Monday, 15 June 2020

Killed my pet

I was so happy that evening because I was going to my friends and I was so excited as I was going to introduce them my 3 month old puppy. I got everything packed and ready to go. I then had his bags on my shoulder and his bed in my hands with him in the bed then proceeded to the car but I realized the gate had be locked and came back inside to grab the keys. When inside he saw my boyfriend and wanted to jump out to him as he was still finishing up in the room. I let him down before he hurt himself but jumping so far up then I proceeded to the car to pack the things and that's when things took a turn for the worse...

I got to the step and not realizing my 3 month old puppy followed me out and I did something that I don't think I'll ever forget... I step onto my puppy and he gave a slight scream and I fell and I realized I stepped on him and immediately left everything to see to him and I grabbed him not knowing where I hurt him and ran into the room with my boyfriend onto the bed.
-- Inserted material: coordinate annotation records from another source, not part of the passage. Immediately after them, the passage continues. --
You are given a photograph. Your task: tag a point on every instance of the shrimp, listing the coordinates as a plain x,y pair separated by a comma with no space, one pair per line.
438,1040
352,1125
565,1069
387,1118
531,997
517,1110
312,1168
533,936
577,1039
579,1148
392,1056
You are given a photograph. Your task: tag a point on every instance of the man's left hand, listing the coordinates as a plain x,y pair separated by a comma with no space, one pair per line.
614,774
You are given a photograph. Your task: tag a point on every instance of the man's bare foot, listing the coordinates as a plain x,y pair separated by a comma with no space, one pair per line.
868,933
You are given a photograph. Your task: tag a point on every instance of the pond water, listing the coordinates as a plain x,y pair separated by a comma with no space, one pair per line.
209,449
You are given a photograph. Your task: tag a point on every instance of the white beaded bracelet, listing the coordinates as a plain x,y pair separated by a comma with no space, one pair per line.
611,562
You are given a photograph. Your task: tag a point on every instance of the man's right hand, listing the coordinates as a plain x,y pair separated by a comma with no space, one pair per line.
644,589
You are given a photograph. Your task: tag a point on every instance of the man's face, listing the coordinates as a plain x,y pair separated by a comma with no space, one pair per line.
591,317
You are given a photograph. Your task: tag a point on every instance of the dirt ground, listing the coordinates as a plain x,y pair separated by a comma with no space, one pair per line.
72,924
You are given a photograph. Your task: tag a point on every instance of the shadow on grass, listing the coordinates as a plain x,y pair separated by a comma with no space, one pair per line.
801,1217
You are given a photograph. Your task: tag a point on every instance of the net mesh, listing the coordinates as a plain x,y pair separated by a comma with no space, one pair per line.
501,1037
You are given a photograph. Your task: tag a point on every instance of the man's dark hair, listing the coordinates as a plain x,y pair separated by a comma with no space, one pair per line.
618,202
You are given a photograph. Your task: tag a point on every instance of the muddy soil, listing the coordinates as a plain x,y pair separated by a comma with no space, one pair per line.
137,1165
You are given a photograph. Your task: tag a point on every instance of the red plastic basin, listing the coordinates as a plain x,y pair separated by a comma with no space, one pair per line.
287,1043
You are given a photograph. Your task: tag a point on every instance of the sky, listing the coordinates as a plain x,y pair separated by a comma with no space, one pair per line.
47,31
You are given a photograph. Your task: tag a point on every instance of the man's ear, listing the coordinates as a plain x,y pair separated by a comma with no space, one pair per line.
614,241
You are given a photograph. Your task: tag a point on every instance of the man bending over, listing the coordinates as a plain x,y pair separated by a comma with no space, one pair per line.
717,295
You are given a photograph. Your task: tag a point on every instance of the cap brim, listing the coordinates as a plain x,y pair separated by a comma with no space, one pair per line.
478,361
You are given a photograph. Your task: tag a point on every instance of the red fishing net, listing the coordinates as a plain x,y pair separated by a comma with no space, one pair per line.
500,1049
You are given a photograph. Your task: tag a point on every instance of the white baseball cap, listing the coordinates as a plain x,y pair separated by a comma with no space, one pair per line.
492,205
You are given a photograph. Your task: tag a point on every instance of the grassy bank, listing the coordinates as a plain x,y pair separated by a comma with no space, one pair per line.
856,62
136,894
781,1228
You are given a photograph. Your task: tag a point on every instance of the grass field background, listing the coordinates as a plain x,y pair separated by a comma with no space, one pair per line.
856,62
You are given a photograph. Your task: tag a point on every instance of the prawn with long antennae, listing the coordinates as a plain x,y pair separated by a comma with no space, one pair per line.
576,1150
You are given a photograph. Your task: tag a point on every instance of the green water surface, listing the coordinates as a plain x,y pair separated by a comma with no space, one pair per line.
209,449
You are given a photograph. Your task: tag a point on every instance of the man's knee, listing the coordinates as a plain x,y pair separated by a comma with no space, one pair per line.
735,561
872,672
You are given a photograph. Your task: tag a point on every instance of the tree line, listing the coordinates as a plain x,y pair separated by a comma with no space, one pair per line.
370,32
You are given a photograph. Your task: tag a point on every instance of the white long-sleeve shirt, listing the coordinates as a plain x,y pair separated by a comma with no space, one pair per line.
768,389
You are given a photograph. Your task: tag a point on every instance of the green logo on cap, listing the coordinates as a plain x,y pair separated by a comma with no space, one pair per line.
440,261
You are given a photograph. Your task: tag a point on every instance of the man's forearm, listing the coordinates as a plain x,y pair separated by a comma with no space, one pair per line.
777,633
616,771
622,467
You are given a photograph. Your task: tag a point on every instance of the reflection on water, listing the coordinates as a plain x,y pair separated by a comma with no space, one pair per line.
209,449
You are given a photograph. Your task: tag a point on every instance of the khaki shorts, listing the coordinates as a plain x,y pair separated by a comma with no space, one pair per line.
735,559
I looked at him and I immediately felt this sadness over me and my boyfriend looked at him and cried instantly.

I had hope and thought he was going to be ok, he was quiet and did not move a peep. He looked at me but not a single motion, I hugged him and told him he will be ok. I then realized that I had stepped on his head and then I knew that he would not survive. I burst into tears realizing that I had killed my puppy that I love and adore...
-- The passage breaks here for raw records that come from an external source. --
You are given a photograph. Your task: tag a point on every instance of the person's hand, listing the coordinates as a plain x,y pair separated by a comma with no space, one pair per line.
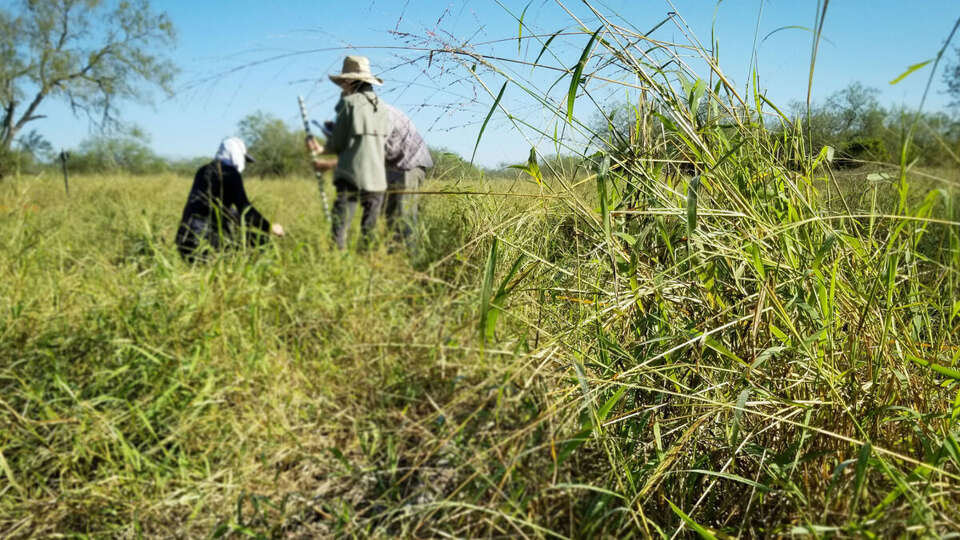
313,146
321,165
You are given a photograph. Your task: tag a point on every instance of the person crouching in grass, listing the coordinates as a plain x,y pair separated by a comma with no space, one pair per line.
217,208
357,137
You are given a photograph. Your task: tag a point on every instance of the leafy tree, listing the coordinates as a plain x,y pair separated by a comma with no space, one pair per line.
124,152
36,145
279,151
90,53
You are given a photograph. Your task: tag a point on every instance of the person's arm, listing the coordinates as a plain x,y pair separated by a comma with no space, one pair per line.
235,195
340,135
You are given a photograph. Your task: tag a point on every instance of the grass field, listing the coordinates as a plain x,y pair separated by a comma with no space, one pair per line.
508,379
702,330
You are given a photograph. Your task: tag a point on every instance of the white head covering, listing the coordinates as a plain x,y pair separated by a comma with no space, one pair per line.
233,152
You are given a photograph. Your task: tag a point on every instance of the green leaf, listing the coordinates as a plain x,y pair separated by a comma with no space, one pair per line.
574,443
942,370
496,305
487,119
863,461
520,29
487,288
577,72
608,406
737,415
700,529
692,205
910,70
628,238
752,483
545,45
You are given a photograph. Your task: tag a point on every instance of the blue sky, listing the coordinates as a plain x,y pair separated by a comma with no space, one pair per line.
294,44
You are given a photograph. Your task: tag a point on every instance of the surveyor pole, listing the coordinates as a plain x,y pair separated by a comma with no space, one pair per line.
63,163
314,156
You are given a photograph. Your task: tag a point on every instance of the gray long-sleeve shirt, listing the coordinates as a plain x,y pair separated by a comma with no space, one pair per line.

I held him in my arms for as long as I could and his soul left us. I couldn't believe what had just happened and in a split second we are happy and he is happy not knowing it was going to be his last day with us. I could not stop crying I had blame myself for his death and we had decided we need to bury him in our yard. He is close to us and with us in our hearts he will always be loved and missed. I felt my heart could not handle those last moments seeing him being lay to rest. I still blame myself for killing my puppy. If I could go back it would be to that moment of just looking out for him and letting him live longer. I love him always. I just hurt so much because it is my fault that he is not with us today. I wish I could go back to that moment. I wish he could come back... I miss him.